When I first started boxing, Le’Shawn seemed lazy. My training ideals were forged in Thailand, where fighters live at the gym and train five to six hours per day. I bought into that hard, priding myself on the intensity of my training and on getting right back in the gym after fights. I loved seeing trainers raise eyebrows and comment on my intensity. But in hindsight the most fluid, powerful fighters had a lazy, even playful quality to their training. By any normal standard they trained incredibly hard, but they didn’t kill themselves. The best fighters spent most of their time at an intensity of level of six or seven out of ten. That allowed them to accumulate a ton of quality hours.
Pushing yourself to the limit and beyond can be addictive. Guys like me and Ralph like to hang out at level nine or ten. Ralph is seventeen, so he can still maintain that. Injury after injury has taught me that I can’t. Crossfit athletes often fall into the same pattern. Their workouts are so intense they start running on adrenaline, and athletes get addicted to the rush. Workouts at less than a nine or ten feel like they aren’t effective.

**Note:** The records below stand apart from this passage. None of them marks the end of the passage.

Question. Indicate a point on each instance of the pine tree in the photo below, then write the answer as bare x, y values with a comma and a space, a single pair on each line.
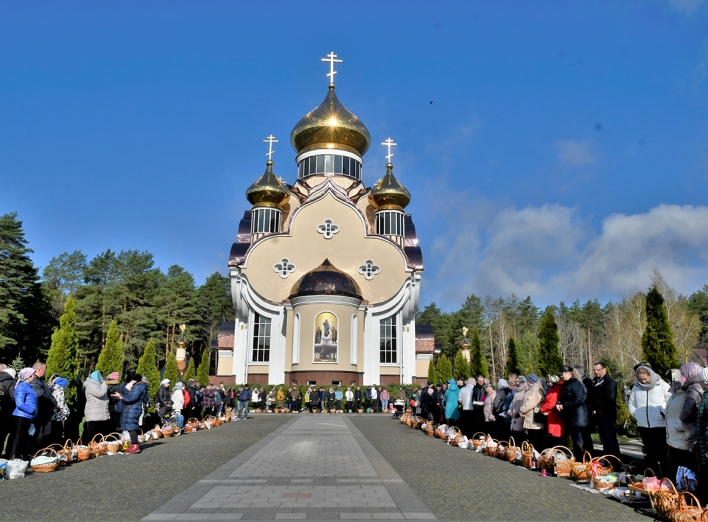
462, 368
549, 357
444, 368
512, 359
111, 357
203, 369
658, 340
432, 373
63, 355
189, 372
147, 367
478, 362
171, 371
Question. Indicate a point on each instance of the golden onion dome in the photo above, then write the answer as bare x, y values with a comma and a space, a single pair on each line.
267, 191
388, 193
330, 126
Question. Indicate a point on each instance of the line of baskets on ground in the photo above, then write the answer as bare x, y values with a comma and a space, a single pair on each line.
55, 456
598, 472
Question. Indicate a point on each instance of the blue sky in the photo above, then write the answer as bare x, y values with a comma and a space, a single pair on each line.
565, 154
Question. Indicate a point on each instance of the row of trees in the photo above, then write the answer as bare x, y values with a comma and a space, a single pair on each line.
115, 312
513, 335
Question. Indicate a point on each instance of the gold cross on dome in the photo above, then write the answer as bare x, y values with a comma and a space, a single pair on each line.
389, 143
270, 140
331, 58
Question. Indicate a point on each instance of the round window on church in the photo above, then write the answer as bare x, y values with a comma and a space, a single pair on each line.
326, 338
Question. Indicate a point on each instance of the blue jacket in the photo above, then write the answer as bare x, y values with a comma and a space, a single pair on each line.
133, 406
451, 398
25, 401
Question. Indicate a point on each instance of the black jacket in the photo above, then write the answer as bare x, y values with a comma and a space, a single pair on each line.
603, 399
573, 401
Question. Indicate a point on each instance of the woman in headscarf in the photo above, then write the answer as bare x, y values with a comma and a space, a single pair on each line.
25, 412
452, 394
647, 404
96, 409
572, 406
61, 411
554, 419
675, 433
530, 406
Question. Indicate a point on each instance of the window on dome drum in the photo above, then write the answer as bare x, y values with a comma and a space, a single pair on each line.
265, 220
390, 223
261, 339
387, 340
329, 164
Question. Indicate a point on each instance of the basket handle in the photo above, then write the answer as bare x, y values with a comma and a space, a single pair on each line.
46, 450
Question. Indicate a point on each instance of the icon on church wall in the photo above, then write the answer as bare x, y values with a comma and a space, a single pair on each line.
326, 334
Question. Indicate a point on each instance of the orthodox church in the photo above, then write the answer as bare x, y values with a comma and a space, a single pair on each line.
325, 272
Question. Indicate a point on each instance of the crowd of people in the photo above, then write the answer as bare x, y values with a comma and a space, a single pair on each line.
34, 412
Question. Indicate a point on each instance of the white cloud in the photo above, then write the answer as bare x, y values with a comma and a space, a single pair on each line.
550, 254
576, 152
685, 7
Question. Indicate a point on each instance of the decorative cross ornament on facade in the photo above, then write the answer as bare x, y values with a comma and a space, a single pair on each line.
327, 229
389, 143
270, 140
369, 269
331, 59
284, 268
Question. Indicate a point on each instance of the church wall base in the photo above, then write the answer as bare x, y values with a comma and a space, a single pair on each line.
324, 377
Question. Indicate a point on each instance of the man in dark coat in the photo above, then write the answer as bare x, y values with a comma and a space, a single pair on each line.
589, 390
45, 407
603, 409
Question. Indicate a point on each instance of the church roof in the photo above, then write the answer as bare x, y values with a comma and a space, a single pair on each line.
326, 279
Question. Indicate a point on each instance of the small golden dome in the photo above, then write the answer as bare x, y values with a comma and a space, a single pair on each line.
330, 126
267, 191
388, 193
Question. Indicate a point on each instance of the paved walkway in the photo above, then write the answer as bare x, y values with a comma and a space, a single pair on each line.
312, 468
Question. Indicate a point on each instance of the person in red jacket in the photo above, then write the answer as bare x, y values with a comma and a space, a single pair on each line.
555, 424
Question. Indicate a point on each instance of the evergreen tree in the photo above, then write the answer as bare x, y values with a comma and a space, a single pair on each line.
512, 359
203, 369
171, 371
444, 368
432, 373
462, 368
189, 372
478, 363
147, 367
549, 357
63, 355
25, 318
658, 339
111, 357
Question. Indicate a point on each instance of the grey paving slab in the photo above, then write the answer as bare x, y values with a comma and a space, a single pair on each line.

The reality is that good strength and conditioning coaches think athletes should have no more than two or three intense workouts per week. The rest of the time you’re just moving the dirt: putting in quality reps without tremendous mental strain. Or as Blimp, one of the coaches at Gleason’s liked to say: “Not every workout has to be hard, dumbass.” There’s rhythm to training — periods of pushing, periods of backing off. Russian and eastern European coaches find that rhythm with carefully planned out training blocks. Guys like Mike and Dan have a more intuitive approach.
Zen philosophy appeals to a lot of fighters and coaches. It’s emphasis on calming the mind, the present moment and the importance of non-verbal experience resonates in sports where victory and defeat are always moments away. Zen uses the bamboo tree in winter as an example of strength through pliability. As the snow piles up, its branches bend with the strain. Eventually, they bend so much that the snow slides off, and the branch rebounds to its former position. Bruce Lee also emphasized pliability, exhorting his students to be like water. Water molds to its container, yet also has the power to wear away mountains. It’s softness and its hardness are intimately related.
“Be like Water” is a Zen Koan for the body. Koans — phrases like “What was your face before you were born” — go beyond reason. Grappling with the Koan’s illogical nature shapes your mind until the Koan reveals its solution. I hope my struggle to listen to my body will unlock its resiliency, and I too can be like water.